Groundbreaking Safety PLC Speeds and Simplifies Safety Engineering for Complex Control Projects
ABB Inc. Posted 11/05/2013* special features simplify complex motion-related applications including wind power, cranes, hoists and robotics
New Berlin, WI --- ABB has launched a new safety PLC offering exceptionally flexible and powerful programming facilities that speed and simplify the development of safe control solutions for the most complex control applications. The safety PLC - the AC500-S - is a new addition to ABB's well-known AC500 PLC range and features a dual processor architecture that complies with SIL3/PL e functional safety levels. Prior to commercial release, the new controller has been extensively field tested over three years in some 10 pilot applications including different types of cranes, mining hoists, automatic guided vehicles, and robotics.
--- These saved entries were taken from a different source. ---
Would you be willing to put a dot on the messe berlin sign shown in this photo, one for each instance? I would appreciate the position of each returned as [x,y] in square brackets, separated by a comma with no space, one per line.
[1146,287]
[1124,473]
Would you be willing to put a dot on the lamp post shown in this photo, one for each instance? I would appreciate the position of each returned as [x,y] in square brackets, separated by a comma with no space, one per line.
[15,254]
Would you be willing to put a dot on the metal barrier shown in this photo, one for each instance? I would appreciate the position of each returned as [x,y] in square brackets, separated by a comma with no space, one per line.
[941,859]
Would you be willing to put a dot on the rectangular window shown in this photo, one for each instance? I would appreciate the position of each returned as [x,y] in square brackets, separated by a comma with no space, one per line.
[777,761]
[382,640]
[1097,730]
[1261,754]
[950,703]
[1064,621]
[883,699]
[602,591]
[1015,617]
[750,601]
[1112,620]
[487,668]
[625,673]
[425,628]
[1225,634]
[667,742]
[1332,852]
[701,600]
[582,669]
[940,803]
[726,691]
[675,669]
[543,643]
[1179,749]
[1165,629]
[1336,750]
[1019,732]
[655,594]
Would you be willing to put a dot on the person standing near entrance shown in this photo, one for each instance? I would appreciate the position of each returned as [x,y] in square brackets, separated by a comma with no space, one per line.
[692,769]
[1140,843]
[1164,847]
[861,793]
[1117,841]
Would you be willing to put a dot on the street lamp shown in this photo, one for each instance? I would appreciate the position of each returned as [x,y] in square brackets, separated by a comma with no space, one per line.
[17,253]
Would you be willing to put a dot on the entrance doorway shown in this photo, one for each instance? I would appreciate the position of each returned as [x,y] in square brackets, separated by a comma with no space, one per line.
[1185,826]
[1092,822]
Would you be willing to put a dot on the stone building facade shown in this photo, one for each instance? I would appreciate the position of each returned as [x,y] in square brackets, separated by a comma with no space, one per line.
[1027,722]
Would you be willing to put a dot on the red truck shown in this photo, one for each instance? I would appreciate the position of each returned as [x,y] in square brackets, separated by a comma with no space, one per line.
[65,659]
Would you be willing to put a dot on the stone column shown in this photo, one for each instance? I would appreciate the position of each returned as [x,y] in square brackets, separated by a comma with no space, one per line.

Among many pioneering features for the safety PLC market segment, ABB's new AC500-S includes support for Structured Text (ST) programming - in addition to conventional graphical function block diagram (FBD) and ladder diagram (LD) software. This provides users with a high level programming approach that can greatly simplify the development of solutions for sophisticated applications requiring complex algorithms and mathematics. The feature is complemented by the inclusion of a powerful suite of functions for trigonometric calculations, including COS, SIN, TAN, ASIN, ACOS and LOG. The mathematical capability is ideal for ensuring safe control of movement in applications involving complex kinematics - such as on cranes, hoists and manipulators.
Existing AC500 PLC users can convert to safety PLC architectures, and start programming applications very easily using the new PLC. This is because ABB already includes support for the safety PLC programming in its CODESYS-based integrated development environments for control, motion, robotics and HMI. The new safety PLC hardware also shares the same look and feel as ABB's standard AC500 PLC family for non-safety applications, as well as identical dimensions to standard ABB CPU and I/O modules, and the same mounting and wiring scheme. Both types of modules may be mixed in the same PLC, allowing it to perform both safety and non-safety functions. This can reduce the complexity and cost of many projects, and open up new options for applications such as direct variable mapping and data exchange between safety and non-safety elements of the control system.
To support the development of safety related applications, ABB has developed its own safety code analyzer tool, SCA, to verify the safety programming rules or guidelines according to IEC 61508-3 under FBD, LD and ST. This powerful tool - believed to be an industry first - has been certified by TÜV SÜD, who subjected the software to stringent tests. The results are documented in a technical report, which verifies the analyzer’s features, compliance with standards, and performance in terms of syntax analysis of safety application source code. A valuable side effect is PLC code that is more reliable, better structured, and more easily readable, which contributes to lower certification effort and post-release maintenance costs. Lower costs and faster development are further aided by the AC500-S safety programming editor's support for the well-known PLCopen Safety Library - which includes all the standardized function blocks used in safety applications such as E-Stop, Mode Selector, Two-Hand-Control, etc. AC500-S additionally supports the entire range of IEC data types, giving programmers much greater flexibility.
Unlike some safety PLCs on the market, ABB's AC500-S Safety PLC has a separate safety processor. The Safety CPU can be configured to work even if the non-safety processor is in STOP or maintenance mode, or during an online change. The dual processor architecture means that users can easily upgrade the performance of a safety PLC during its lifecycle by plugging in a faster non-safety CPU module. ABB offers a choice of SIL3/PL e certified safety I/O modules including digital input and outputs, and a dedicated analog current input module covering the 0-20 mA (or 4-20 mA) range. The latter module makes it possible to measure parameters such as pressure, temperature, position and torque on applications directly - without any need for A/D conversion or proprietary electronics. This can simplify the implementation of a wide range of safety-related machinery control applications such as braking systems in hoists and lifting equipment, to positioning systems and temperature control on cranes, and selective shutdown systems on wind power turbines.
To simplify system design, safety-related control modules may be installed as part of the main PLC solution, or be sited in a remote I/O rack linked using the PROFINET/PROFIsafe protocol. Network-connected control systems like this save cabling and assembly costs, and avoid problems with interference. Moreover, ABB's I/O modules include integral power supplies, reducing hardware costs and space requirements compared to some other PLC vendor approaches.
One other valuable option for safety related control system designers, is the availability of safety PLC modules in ABB's renowned XC 'extreme conditions' variants. This option allows users to configure functional safety PLC solutions that are also ruggedized and suitable for operating in harsh conditions and extreme climates - as are commonly found on crane, winch and wind power applications for instance.